Usage:
htsn-import [OPTIONS] [FILES]
The Sports Network http://www.sportsnetwork.com/ offers an XML feed
containing various sports news and statistics. Our sister program
htsn is capable of retrieving the feed and saving the individual
XML documents contained therein. But what to do with them?
The purpose of htsn-import is to take these XML documents and
get them into something we can use, a relational database management
system (RDBMS), i.e. "a SQL database". The structure of
relational database, is, well, relational, and the feed XML is not. So
there is some work to do before the data can be inserted.
First, we must parse the XML. Each supported document type (see below)
has a full pickle/unpickle implementation ("pickle" is simply a
synonym for serialize here). That means that we parse the entire
document into a data structure, and if we pickle (serialize) that data
structure, we get the exact same XML document tha we started with.

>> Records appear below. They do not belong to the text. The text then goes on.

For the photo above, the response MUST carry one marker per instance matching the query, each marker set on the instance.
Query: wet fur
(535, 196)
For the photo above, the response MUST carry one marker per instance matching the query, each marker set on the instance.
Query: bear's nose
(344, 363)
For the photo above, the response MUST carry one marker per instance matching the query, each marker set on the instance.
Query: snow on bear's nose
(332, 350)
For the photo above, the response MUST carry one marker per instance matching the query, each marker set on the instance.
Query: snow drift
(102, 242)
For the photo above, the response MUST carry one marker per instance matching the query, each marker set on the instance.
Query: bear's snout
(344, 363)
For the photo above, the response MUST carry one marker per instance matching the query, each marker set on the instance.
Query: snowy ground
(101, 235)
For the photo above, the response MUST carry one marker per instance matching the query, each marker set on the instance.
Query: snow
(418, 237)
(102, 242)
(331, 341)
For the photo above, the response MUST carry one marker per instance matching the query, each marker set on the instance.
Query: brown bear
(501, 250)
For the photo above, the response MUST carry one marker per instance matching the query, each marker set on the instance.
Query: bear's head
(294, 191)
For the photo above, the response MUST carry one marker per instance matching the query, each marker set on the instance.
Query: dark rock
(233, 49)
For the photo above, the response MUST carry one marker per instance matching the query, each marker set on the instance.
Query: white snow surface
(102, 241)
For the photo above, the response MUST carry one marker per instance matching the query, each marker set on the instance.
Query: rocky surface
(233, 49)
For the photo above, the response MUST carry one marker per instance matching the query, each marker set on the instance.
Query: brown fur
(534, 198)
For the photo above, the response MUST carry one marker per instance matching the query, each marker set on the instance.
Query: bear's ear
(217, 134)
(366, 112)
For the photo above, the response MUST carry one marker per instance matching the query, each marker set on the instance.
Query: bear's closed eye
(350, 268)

This is important for two reasons. First, it serves as a second level
of validation. The first validation is performed by the XML parser,
but if that succeeds and unpicking fails, we know that something is
fishy. Second, we don't ever want to be surprised by some new element
or attribute showing up in the XML. The fact that we can unpickle the
whole thing now means that we won't be surprised in the future.
The aforementioned feature is especially important because we
automatically migrate the database schema every time we import a
document. If you attempt to import a "newsxml.dtd" document, all
database objects relating to the news will be created if they do not
exist. We don't want the schema to change out from under us without
warning, so it's important that no XML be parsed that would result in
a different schema than we had previously. Since we can
pickle/unpickle everything already, this should be impossible.
Examples and usage documentation are available in the man page.